The original soundtrack has many a foreboding tune and several intense pieces, improving the atmosphere and the power of its separate scenes. Yet it isn’t afraid to include some sentimental arrangements for those lighter or romantic moments. Not to mention the familiar tracks which ring in nostalgia as well, and the faux-insert songs from Yuuna that induce further intrigue.
And the breadth of sound-effects throughout the battles deserve some recognition, too. The clashing of weapons. Monstrous roars. Gunshots. Magical spells. Specialized move sets and attacks. While Ordinal Scale ensures that the visuals for these battles provide an eyeful, it also complements them with an aural edge that boosts their efficacy.
To play devil’s advocate, almost none of these elements leave a lasting impression or have an extensive finesse to them. Those VA performances don’t scream “incredible”; that OST hardly has any standout hits; these sound-effects may be expected or at least required given the subject and premise. Nonetheless, they contribute to the film’s overall success.
Wanting to go into the third season of the franchise (which is currently airing as I type this out) without missing any of the major previous content, I took it upon myself to seek out this film before doing so. I don’t consider myself a mega-fan of this franchise, but I am not a hater either. I’m simply somewhere in-between. A person who likes it for what it is and finds its attempts at generating cool ideas around games and gaming worlds to be fun enough.
Luckily, the same thoughts carry over into this movie, for I liked what it presented per usual. As a dude big on romance, my heart was all aflutter as Kirito and Asuna bonded over their feelings for each other. Those fight segments were fun to watch, too, as they went about destroying the enemy creatures and then worked in unison with almost everyone else for larger spectacles.

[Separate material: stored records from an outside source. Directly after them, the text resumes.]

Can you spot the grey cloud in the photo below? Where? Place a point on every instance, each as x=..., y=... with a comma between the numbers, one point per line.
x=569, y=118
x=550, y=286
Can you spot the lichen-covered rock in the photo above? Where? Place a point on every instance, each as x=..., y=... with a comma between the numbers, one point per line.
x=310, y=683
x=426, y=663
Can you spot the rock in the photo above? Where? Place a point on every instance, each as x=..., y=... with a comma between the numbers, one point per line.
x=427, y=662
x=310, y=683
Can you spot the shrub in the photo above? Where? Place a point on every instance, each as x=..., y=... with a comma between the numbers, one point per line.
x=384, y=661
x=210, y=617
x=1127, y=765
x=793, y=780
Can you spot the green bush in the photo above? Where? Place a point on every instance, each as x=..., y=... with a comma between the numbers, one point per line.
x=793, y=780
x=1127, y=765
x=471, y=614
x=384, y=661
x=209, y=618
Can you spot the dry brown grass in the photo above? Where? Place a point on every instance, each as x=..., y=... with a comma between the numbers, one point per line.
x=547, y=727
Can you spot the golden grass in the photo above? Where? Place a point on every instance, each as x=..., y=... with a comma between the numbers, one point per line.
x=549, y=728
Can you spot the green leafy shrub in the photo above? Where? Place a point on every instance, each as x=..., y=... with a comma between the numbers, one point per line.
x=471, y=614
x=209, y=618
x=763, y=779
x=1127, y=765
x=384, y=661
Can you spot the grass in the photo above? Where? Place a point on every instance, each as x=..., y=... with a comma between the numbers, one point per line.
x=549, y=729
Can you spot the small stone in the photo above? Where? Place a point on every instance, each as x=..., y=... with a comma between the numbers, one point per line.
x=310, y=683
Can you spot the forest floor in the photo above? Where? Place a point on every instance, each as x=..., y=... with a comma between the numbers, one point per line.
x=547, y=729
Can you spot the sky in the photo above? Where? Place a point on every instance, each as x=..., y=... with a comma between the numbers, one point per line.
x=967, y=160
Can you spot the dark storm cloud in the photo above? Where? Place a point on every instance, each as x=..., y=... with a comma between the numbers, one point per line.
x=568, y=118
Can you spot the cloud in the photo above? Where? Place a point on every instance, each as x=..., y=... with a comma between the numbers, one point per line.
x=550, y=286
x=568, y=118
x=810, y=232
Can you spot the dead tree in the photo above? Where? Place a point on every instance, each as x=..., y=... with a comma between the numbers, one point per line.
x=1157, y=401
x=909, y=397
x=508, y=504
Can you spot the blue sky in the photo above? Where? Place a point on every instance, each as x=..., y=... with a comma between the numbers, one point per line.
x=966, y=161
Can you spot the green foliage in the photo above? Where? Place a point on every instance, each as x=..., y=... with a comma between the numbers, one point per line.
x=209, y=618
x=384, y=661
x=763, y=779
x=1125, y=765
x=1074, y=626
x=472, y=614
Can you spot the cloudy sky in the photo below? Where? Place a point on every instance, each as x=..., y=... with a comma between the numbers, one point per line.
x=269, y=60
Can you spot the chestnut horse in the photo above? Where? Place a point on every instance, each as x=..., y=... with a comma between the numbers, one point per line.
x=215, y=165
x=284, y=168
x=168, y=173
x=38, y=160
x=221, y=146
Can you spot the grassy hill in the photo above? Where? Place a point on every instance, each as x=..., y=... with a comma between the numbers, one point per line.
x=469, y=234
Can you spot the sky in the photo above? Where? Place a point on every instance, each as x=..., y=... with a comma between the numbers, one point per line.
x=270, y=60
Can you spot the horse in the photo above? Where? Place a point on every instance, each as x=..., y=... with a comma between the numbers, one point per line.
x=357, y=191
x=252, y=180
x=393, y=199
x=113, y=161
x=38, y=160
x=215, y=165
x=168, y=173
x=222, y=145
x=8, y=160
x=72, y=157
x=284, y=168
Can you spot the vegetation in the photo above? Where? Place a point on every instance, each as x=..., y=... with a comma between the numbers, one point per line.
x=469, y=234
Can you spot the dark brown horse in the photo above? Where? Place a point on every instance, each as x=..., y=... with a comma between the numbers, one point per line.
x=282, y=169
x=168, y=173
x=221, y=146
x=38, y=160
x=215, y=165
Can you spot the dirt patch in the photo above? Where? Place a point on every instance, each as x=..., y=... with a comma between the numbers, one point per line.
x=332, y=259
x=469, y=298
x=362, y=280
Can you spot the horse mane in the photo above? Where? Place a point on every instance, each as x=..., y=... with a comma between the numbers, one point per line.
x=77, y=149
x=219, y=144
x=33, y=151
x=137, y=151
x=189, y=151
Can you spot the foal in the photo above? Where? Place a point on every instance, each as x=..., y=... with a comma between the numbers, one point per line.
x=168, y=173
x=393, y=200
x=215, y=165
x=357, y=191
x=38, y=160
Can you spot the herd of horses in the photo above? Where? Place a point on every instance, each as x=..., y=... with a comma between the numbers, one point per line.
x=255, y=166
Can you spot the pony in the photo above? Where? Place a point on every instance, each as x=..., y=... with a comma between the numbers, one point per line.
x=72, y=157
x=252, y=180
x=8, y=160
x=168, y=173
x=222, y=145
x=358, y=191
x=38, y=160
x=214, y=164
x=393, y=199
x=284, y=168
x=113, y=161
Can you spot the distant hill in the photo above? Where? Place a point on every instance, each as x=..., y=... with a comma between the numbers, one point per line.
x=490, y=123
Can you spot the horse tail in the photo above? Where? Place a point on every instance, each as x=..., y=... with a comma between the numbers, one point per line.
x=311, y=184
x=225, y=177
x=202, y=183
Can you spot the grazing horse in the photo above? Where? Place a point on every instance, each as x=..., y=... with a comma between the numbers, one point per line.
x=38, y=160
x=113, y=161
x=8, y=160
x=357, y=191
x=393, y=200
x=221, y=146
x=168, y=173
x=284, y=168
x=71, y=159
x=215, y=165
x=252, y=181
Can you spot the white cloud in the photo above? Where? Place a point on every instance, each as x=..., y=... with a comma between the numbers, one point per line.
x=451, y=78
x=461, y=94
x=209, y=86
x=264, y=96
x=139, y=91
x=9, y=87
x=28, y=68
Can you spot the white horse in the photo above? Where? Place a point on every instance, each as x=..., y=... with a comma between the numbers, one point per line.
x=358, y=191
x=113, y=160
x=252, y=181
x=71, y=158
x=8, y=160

Other parts had me interested as well. The comedy bits here and there, like when Asuna hurriedly backed away from Yuuna after winning again, had me chuckling. Yui’s enthusiasm in supporting her “parents” out whenever and however she could had me smiling wide. And, as always, Sinon was rad in her sniper-rifle ways, and Klein was a bro on and off the battlefield.
Truth be told, I didn’t much care for the new characters, but it was neat seeing their downfall or their kindness in the end. I also wasn’t exactly floored by the film in total, but I liked it more so than I believed I would once I finished watching it in its entirety. So, in my eyes, it proves that the series still has that entertainment factor going strong even after all these years.
Sword Art Online Movie: Ordinal Scale continues in its predecessors’ footsteps in a positive manner. A lot of cool action and a swell artistic vision allow this anime to move forward even if parts of the writing and the musical direction merely pass the execution mark. Thus, technology aside, the whole project advances another step.
Story: Fine, this AR-centric tale neither has the smoothest pacing nor has too many meaningful moments, but the action-packed events, the sweet romance, the cool throwbacks, and the reflection on the past make the narrative at large a solid offering
Art & Animation: Great, awesome battle sequences, wonderful detail in the real-world setting, and crisp designs as always allow the visuals to grasp the audience’s gaze from start to finish
Characters: Fine, Kirito and Asuna’s relationship earn center stage once again, and the side characters join in as well, but Kirito himself lags behind with a non-nuanced arc, and newcomers Eiji and Yuuna fail to have much of a presence despite their importance
Music & Sound: Fine, nice VA performances, an intense OST, and a breadth of effects may not sparkle but still contribute with strength of their own
Enjoyment: Fine, another likable iteration for this popular series
Final Score: 6/10
Thanks for taking the time to read my review.